Jim Shaw
The Goodman Image File and Study
with Maria Marshall in the Lounge and Erik Parker in the Lobby
September 14 – October 26, 2002
SWISS INSTITUTE – CONTEMPORARY ART
495 Broadway, 3rd floor
New York, NY 10012
New York, NY 10012
www.swissinstitute.net
Jim Shaw, 2002
Opening, Saturday September 14, 6 – 8 PM
JIM SHAW
THE GOODMAN IMAGE FILE AND STUDY
SETPEMBER 14 – OCTOBER 26, 2002
Born in the Finger Lakes region of upstate New York in the mid-1800s, O-ism‘s beliefs included the notion of a female deity, of time going backwards, of spiritual transience, and a prohibition on figurative art. -J.S.

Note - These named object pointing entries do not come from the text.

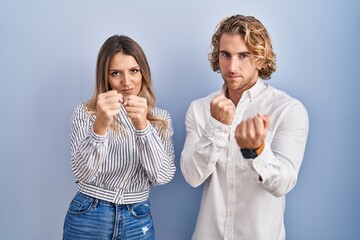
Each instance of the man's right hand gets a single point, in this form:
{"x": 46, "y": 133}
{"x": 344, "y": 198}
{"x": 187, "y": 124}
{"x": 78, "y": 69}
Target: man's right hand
{"x": 222, "y": 109}
{"x": 107, "y": 106}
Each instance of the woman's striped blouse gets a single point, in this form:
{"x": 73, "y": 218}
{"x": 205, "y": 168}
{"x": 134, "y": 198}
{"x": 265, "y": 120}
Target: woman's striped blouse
{"x": 120, "y": 167}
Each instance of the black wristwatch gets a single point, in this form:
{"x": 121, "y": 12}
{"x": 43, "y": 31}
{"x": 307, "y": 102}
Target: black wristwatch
{"x": 251, "y": 153}
{"x": 248, "y": 153}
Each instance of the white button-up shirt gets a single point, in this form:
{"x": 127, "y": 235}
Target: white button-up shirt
{"x": 236, "y": 203}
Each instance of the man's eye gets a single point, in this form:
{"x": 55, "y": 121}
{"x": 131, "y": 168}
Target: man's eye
{"x": 115, "y": 74}
{"x": 244, "y": 55}
{"x": 224, "y": 55}
{"x": 135, "y": 70}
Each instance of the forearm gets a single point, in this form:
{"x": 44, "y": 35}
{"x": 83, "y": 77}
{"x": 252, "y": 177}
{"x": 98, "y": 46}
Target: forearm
{"x": 201, "y": 153}
{"x": 157, "y": 156}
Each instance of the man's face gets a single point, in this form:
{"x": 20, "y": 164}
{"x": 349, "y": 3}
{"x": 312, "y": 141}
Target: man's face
{"x": 235, "y": 63}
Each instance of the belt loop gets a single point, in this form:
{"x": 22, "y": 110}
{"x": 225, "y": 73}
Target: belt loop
{"x": 95, "y": 203}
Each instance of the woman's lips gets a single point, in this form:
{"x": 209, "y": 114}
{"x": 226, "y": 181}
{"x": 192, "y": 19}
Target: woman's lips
{"x": 127, "y": 91}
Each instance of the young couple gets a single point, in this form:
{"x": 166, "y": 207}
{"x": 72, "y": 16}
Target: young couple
{"x": 245, "y": 143}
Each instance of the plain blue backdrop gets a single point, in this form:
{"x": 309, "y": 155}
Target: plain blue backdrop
{"x": 48, "y": 52}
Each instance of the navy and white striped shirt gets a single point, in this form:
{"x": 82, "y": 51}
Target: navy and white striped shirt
{"x": 120, "y": 167}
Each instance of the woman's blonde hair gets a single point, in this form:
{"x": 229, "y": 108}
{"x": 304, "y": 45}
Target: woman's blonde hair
{"x": 256, "y": 38}
{"x": 127, "y": 46}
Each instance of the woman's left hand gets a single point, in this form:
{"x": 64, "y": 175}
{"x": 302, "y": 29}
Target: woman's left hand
{"x": 136, "y": 108}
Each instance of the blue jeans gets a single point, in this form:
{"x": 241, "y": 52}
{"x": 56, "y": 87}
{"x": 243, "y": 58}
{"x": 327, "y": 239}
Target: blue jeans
{"x": 91, "y": 218}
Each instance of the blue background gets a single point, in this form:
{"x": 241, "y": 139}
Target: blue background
{"x": 48, "y": 52}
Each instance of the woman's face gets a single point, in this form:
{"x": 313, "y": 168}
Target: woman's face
{"x": 124, "y": 74}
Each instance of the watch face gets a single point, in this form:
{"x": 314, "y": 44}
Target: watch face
{"x": 248, "y": 153}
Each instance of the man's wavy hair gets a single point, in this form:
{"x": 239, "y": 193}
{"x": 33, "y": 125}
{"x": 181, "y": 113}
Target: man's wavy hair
{"x": 256, "y": 38}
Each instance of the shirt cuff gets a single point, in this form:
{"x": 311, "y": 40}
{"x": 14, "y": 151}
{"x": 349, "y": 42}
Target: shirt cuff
{"x": 261, "y": 162}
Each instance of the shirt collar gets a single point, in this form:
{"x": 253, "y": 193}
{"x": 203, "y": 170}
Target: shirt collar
{"x": 251, "y": 93}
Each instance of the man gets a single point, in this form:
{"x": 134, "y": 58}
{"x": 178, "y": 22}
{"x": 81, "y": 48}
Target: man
{"x": 245, "y": 142}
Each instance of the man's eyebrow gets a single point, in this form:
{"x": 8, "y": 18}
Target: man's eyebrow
{"x": 224, "y": 51}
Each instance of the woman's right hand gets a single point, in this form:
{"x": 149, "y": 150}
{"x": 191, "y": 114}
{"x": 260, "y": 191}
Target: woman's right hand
{"x": 107, "y": 106}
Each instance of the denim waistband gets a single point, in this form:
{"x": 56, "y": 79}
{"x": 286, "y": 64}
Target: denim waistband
{"x": 100, "y": 201}
{"x": 118, "y": 197}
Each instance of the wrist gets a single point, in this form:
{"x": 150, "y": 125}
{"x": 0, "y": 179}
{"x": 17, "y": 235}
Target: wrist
{"x": 252, "y": 153}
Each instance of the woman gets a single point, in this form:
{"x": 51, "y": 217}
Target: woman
{"x": 121, "y": 144}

Jim Shaw’s recent work has focused on inventing a new, pseudo-religion, O-ism. Conceived as being founded contemporaneously with Mormonism, Shaw’s O-ism centers around an unnamable goddess, referred to only by an O. For the SI, Shaw presents the work of an O-ist painter, Adam O. Goodman, whose mature work attempted to wed the mythic iconic essence of late modernism to the demands of his spiritual beliefs. A fictional historical tableau, The Goodman Image File and Study will represent the conceptualization of the iconoclastic controversy within this pseudo-religion. Shaw will transform the SI into the imagined studio of a painter torn between the mythical purity of abstraction and the profanity of the representational image.
Seven circular, large-scale, color-field paintings will hang on the walls surrounding a seven-sided circular complex of drawers. Filed away in the cabinets will be the O-ist’s massive image file, an obsessively ordered compendium of decadent, kitch images from the popular press. His modernist paintings, unrecognised during his lifetime, left Goodman with no choice but to toil, secretly, in the lower levels of the commercial arts. The files were created to aid his work as an illustrator, which he executed under the psuedonym Archie Gunn, thus hiding his figurative work from both his artist peers and fellow O-ists. Cloaked in American mythology both of its puritanical religions and of the painters of the New York School, this exhibition follows Jim Shaw’s inventiveness through another investigation into the idea of the American artist.
Jim Shaw’s exhibition at the Swiss Institute-Contemporary Art will open on September 14, which will coincide with the receptions for the autumn exhibitions of all the Downtown Not-For-Profit Art Spaces. Also this autumn, Metropictures Gallery will show a suite of Jim Shaw’s O-ist Thrift Store Paintings.
In the lounge, the SI will present video work by up-and-coming British artist MARIA MARSHALL. Concurrently with her solo show at the Team Gallery in Chelsea, the SI will present the video work Put Medication in his Pocket.
Influenced by Rorschach drawings, genealogical charts and graffiti, New York-based German painter, ERIK PARKER will make a special project, for the SI’s lobby at 495 Broadway.